Zdaniem radnego Nowackiego na decyzji radnych zyska kilkaset osób, szczególnie tych, którzy pracują na targowisku hurtowym przy ul. Kieleckiej.
- To pierwszy krok - zapowiada przewodniczący komisji budżetu podkreślając, że nadszedł czas na poprawienie warunków najmu. - _Prowadzący targowiska spisują umowy dzierżawy na zbyt krótki okres; od roku do trzech lat. Uniemożliwia to inwestowanie w administrowany przez nich teren. Miasta, jego właściciel, zawsze dyktuje warunki. Uważam, że są one niekorzystne dla kupców.

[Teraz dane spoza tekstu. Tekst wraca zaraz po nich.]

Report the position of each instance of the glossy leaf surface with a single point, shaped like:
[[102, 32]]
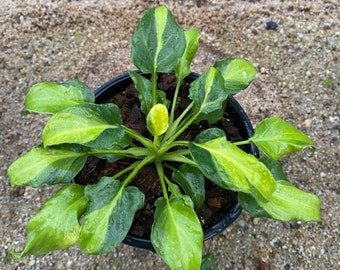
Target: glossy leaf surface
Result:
[[93, 125], [191, 180], [110, 214], [228, 166], [158, 120], [56, 225], [158, 42], [276, 138], [143, 86], [46, 166], [209, 96], [183, 67], [238, 73], [50, 97], [176, 234]]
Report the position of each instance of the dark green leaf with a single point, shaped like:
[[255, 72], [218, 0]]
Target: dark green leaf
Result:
[[238, 73], [158, 42], [143, 86], [183, 67], [208, 262], [228, 166], [177, 235], [49, 97], [46, 166], [92, 125], [192, 181], [209, 96], [110, 214], [56, 225], [276, 138]]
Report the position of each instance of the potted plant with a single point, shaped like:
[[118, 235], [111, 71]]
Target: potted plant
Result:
[[98, 216]]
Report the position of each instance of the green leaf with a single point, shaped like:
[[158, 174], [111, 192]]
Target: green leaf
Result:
[[238, 73], [50, 97], [290, 203], [46, 166], [92, 125], [286, 203], [110, 214], [276, 138], [158, 42], [177, 235], [228, 166], [183, 66], [158, 120], [209, 96], [143, 86], [56, 225], [192, 181], [208, 262], [248, 202]]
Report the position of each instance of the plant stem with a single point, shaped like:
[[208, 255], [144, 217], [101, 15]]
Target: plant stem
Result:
[[137, 166], [160, 172], [134, 134], [154, 87], [243, 142], [174, 101]]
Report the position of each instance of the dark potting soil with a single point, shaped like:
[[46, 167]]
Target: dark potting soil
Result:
[[218, 201]]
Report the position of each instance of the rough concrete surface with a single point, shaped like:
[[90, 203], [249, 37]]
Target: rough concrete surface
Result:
[[298, 79]]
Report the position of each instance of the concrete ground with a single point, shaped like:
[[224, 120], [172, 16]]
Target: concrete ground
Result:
[[298, 80]]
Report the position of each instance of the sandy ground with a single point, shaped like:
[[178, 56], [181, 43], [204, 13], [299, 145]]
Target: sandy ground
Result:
[[298, 79]]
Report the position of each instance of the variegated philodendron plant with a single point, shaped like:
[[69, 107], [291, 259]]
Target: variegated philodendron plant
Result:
[[99, 216]]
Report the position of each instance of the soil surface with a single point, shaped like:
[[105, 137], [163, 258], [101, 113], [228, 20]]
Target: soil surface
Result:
[[298, 80], [218, 200]]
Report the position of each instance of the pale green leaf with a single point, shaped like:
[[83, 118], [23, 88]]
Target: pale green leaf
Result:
[[158, 42], [50, 97], [158, 120], [276, 138], [290, 203], [110, 214], [177, 235], [228, 166], [209, 96], [46, 166], [92, 125], [56, 225], [238, 73], [192, 182]]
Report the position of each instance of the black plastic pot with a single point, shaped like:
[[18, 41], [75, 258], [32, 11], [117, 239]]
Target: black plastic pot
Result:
[[118, 84]]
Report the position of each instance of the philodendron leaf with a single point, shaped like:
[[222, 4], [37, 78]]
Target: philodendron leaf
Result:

**_Zbierają administratorzy
Przypomnijmy, że zgodnie z zapisem uchwały obowiązek uiszczenia opłaty targowej powstaje z chwilą rozpoczęcia sprzedaży na targowiskach oraz w innych miejscach.
Zwolnione od opłaty targowej są osoby, które m.in.: prowadzą działalność handlową prowadzoną na imprezach charytatywnych. Na inkasentów wyznaczono prowadzących targowiska.